Lake Mackay is a locality in the Northern Territory of Australia located on the territory’s south-west adjoining the border with the state of Western Australia about 1202 km south of the territory capital of Darwin and about 458 km west of the municipal seat in Alice Springs.

The locality consists of the following land (from north to south): the Lake Mackay Aboriginal Land Trust, the Mount Doreen Station pastoral property, the former Newhaven Station pastoral property and the western part of the Haasts Bluff Aboriginal Land Trust. It fully surrounds the localities of Kintore and Nyirripi.

The Tanami Road passes through the locality from Yuendumu in the south to the north-west via Mount Dooreen Station on its way to Halls Creek.

The locality’s boundaries and name were gazetted on 4 April 2007. Its name is derived from Lake Mackay, the “intermittent lake feature on the Northern Territory/Western Australian border” which is located within the locality’s boundaries and which itself was named in 1934 after the explorer and long-distance cyclist, Donald Mackay.

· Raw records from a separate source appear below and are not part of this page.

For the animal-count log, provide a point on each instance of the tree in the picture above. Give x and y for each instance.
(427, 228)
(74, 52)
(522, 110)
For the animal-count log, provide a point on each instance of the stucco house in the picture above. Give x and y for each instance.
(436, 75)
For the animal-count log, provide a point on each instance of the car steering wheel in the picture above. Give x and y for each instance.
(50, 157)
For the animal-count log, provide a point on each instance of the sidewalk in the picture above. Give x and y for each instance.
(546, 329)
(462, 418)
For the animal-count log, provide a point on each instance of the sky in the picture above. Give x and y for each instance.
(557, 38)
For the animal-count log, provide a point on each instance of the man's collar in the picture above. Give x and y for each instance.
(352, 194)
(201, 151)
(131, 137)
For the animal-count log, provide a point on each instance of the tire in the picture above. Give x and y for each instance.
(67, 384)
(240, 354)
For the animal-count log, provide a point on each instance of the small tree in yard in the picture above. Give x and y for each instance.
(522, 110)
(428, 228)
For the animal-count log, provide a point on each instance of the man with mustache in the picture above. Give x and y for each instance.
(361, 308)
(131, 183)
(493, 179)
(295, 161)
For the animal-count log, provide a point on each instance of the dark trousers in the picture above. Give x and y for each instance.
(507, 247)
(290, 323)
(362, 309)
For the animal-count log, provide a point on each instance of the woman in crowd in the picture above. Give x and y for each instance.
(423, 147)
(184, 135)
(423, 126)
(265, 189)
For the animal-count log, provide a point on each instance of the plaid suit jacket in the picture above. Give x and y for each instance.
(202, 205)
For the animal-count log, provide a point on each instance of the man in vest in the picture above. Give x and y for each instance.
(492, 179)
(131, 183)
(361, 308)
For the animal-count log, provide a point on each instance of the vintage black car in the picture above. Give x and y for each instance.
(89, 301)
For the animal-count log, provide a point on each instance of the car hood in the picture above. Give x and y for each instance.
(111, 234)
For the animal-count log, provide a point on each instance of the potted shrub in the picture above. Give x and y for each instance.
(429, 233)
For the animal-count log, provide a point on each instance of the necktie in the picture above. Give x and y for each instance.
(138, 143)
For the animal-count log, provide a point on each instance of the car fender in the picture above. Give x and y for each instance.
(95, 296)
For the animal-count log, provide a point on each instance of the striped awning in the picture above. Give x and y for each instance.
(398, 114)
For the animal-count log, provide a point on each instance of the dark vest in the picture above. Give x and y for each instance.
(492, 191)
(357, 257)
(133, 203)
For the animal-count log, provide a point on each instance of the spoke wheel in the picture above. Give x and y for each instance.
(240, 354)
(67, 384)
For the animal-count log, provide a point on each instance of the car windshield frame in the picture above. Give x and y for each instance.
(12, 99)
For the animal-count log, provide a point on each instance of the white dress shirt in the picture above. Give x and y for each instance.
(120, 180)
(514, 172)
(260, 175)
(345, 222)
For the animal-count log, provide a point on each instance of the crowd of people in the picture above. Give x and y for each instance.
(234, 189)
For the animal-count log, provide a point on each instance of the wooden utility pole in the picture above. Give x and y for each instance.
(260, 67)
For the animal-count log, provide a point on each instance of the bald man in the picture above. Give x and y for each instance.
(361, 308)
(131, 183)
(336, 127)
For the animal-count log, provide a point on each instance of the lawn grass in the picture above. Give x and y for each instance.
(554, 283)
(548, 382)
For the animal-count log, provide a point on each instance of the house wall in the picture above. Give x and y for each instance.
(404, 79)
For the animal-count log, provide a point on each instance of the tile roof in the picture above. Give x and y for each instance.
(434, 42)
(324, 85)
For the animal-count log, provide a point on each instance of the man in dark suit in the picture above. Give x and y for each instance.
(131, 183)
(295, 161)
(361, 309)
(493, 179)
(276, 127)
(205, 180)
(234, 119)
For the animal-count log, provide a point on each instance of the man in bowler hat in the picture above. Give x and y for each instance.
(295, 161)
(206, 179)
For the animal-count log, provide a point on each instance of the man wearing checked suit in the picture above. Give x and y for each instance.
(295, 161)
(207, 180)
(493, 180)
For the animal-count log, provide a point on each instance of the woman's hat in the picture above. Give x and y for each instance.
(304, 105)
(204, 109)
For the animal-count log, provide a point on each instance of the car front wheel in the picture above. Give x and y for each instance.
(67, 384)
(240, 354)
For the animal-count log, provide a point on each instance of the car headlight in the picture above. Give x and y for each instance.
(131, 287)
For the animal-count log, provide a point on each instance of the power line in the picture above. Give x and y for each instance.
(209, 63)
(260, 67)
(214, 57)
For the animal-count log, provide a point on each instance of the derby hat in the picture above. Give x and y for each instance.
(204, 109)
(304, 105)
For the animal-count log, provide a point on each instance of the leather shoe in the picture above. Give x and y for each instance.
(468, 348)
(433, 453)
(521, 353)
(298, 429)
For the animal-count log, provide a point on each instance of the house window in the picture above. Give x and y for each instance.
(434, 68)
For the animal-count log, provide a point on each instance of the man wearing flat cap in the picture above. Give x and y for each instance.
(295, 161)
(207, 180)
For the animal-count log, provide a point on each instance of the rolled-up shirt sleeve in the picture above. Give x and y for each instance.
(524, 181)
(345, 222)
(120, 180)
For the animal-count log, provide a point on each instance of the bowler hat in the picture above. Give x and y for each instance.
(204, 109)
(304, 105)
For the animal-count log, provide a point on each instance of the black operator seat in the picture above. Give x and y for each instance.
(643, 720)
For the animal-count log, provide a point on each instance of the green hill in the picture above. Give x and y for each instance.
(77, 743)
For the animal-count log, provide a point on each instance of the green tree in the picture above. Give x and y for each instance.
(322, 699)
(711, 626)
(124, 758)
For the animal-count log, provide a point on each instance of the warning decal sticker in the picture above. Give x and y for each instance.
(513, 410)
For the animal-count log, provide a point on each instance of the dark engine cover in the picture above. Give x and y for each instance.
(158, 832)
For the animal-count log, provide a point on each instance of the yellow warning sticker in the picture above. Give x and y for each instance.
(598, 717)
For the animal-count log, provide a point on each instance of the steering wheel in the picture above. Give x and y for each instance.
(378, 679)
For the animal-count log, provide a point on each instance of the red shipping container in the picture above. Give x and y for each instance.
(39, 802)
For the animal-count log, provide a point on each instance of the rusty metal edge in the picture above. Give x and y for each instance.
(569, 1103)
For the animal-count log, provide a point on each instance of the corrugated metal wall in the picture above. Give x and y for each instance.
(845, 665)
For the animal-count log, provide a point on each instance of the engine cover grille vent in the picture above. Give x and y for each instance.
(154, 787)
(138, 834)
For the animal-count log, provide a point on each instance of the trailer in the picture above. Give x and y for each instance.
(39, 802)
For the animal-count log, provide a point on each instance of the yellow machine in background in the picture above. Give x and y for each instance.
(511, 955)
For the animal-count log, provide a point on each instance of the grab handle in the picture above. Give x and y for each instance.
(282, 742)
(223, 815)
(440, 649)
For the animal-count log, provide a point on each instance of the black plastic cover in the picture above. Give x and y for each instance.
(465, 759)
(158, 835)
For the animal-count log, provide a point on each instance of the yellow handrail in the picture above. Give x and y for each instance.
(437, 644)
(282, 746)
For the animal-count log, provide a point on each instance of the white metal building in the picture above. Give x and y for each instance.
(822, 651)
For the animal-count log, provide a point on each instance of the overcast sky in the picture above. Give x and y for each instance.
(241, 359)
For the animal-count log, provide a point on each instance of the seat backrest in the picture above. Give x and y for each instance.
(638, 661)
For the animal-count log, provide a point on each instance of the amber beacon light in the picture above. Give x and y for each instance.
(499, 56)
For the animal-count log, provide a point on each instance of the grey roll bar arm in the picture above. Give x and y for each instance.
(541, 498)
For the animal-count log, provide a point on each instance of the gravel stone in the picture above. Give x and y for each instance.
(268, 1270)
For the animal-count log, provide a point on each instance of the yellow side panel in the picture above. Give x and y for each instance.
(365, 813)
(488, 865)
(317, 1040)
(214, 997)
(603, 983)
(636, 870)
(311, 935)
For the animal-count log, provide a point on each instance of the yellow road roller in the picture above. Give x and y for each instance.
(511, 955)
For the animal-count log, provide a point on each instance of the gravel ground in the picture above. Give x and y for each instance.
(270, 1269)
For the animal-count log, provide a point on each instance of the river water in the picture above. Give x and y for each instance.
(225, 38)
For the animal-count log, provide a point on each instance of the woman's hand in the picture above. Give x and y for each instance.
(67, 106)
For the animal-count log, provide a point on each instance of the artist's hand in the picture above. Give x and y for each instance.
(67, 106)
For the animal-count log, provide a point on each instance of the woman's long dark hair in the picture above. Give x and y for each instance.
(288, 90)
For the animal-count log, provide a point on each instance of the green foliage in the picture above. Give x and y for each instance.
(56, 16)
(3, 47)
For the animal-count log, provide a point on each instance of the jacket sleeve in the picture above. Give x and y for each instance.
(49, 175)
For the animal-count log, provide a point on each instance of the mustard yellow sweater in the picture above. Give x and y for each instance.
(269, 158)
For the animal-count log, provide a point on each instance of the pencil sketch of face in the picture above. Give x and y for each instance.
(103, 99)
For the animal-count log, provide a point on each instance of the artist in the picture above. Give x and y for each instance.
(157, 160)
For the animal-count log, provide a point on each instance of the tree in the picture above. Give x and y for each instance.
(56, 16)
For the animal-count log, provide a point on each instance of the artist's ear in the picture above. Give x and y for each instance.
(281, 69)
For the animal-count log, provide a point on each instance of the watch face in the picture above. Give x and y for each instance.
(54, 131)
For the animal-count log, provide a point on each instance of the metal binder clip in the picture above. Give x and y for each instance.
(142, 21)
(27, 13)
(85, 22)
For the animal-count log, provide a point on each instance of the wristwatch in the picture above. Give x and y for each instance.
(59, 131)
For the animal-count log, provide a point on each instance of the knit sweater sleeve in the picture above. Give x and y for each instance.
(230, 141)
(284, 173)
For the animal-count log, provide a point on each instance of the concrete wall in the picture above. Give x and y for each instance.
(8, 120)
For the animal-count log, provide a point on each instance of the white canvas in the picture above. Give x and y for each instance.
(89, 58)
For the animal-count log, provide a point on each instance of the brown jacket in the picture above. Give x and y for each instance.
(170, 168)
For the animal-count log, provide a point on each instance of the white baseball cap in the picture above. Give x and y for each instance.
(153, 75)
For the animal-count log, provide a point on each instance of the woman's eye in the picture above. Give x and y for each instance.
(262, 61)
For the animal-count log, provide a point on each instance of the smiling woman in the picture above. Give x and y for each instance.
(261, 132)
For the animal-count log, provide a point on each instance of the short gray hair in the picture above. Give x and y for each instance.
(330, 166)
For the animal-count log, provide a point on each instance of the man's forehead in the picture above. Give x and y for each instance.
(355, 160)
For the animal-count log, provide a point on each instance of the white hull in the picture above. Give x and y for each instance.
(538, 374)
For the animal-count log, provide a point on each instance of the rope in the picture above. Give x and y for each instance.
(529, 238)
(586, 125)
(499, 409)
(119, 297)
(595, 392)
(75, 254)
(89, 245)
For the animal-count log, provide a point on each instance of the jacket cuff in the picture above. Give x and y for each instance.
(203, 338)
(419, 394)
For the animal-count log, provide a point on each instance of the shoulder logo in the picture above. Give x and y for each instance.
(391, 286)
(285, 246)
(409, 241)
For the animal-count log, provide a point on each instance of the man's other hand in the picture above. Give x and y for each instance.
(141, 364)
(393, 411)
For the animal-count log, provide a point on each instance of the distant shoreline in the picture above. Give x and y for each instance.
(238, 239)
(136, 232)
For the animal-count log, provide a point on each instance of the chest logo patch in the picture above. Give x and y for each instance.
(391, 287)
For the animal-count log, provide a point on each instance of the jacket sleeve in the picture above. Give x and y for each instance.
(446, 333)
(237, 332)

The 2016 Australian census which was conducted in August 2016 reports that Lake Mackay had five people living within its boundaries.

Lake Mackay is located within the federal division of Lingiari, the territory electoral division of Stuart and the local government areas of the Central Desert Region and the MacDonnell Region.